24th Jul 2019
Filmmakers Karim Amer and Jehane Noujaim go deep into the Cambridge Analytica scandal and it makes for an absorbing, often controversial watch
Data, according to the creators of The Great Hack, is the most valuable commodity on earth. But it is one, the film says, that we need to seriously be mindful of. Data rights, they say are akin to human rights, and can be stolen and weaponised without your consent.
So many people believe that social media is responsible for manipulating our opinions and our lives and place in society for the purpose of an ulterior motive – this is what mainstay of the documentary.

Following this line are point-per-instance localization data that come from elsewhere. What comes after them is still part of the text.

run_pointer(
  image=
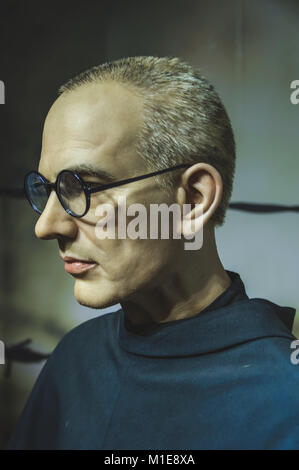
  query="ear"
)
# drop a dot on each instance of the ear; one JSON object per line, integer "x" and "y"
{"x": 199, "y": 195}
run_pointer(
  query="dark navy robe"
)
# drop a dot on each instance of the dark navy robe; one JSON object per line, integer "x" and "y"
{"x": 222, "y": 379}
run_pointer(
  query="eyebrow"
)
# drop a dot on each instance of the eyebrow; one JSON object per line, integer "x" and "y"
{"x": 85, "y": 169}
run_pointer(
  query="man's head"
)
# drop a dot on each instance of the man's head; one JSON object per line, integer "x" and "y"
{"x": 125, "y": 119}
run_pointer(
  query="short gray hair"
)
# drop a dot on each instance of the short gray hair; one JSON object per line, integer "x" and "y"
{"x": 184, "y": 118}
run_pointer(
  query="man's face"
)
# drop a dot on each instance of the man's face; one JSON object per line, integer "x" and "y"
{"x": 97, "y": 125}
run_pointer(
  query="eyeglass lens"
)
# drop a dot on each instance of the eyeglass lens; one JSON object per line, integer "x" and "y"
{"x": 70, "y": 191}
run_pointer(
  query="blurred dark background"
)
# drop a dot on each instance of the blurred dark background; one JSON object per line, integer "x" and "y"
{"x": 247, "y": 48}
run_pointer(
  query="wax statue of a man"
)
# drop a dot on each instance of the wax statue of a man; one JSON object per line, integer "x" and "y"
{"x": 189, "y": 361}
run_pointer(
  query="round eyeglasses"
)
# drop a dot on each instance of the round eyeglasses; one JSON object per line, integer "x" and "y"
{"x": 72, "y": 191}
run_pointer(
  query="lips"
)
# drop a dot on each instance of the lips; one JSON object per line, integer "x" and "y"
{"x": 77, "y": 266}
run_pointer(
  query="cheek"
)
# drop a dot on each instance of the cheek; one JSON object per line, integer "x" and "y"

The film explores the Cambridge Analytica (CA) scandal from 2018 and how the company used data mined from millions of Facebook accounts around the world to place targeted ads in timelines in order to influence a series of political elections. For those that don’t know, Cambridge Analytica was a British political consulting firm which combined data mining, data brokerage, and data analysis with strategic communication during recent electoral processes.
It reveals that they specifically targeted lapsed and apathetic voters – hugely important when it comes to swing states – with specific, tailor-made campaigns that guaranteed their vote. These campaigns attempted to sway those voters using all they could – disinformation, propaganda and true and untrue sensationalist news – to get the vote they (CA) was looking to secure.
Its creators make the argument that we should all be doing more to secure our data online, and to champion companies and politicians who, according to them, practise “good data hygiene.”
It focuses on three principal characters: British journalist Carole Cadwalladr, who famously exposed CA’s ties to the Trump and Brexit campaigns in an interview, along with New York professor and privacy campaigner David Carroll, who attempts to recover his stolen data from CA – it’s his that is the heart of the film.
He attempted to expose CA but although he proved that the firm had illegally processed his data, the outcome was futile; ultimately his attempt to retrieve that data was thwarted by Cambridge Analytica’s decision to liquidate in 2018.
Key point by @Karim_Amer33 — it’s too easy to blame Cambridge Analytica. We let our democracies get industrialized by big data profiteers. And nothing has really changed for election 2020 in the US. We still have no data rights and voter surveillance is the default setting. pic.twitter.com/qLj8wcrs2y
— David Carroll ? (@profcarroll) July 20, 2019
Then there’s Brittany Kaiser, a former Business Development Director at Cambridge Analytica-turned-whistleblower; she claimed in 2018 that CA had used the same tactics to help influence the Brexit vote.
“This is something you’re participating in, almost all of your waking life in the connected world,” Amer told the Radio Times. “When you watch something, when you scroll, go on an Uber ride or do anything that’s related to that, you’re giving up data for services. And I think the more we have awareness about that, the more we can balance the see-saw because right now it’s quite skewed. We just give up our data and have no idea what happens to it or how it affects us. We need to demand more.”
As it stands, the chilling thing is we still know very little about what the company actually did with the data.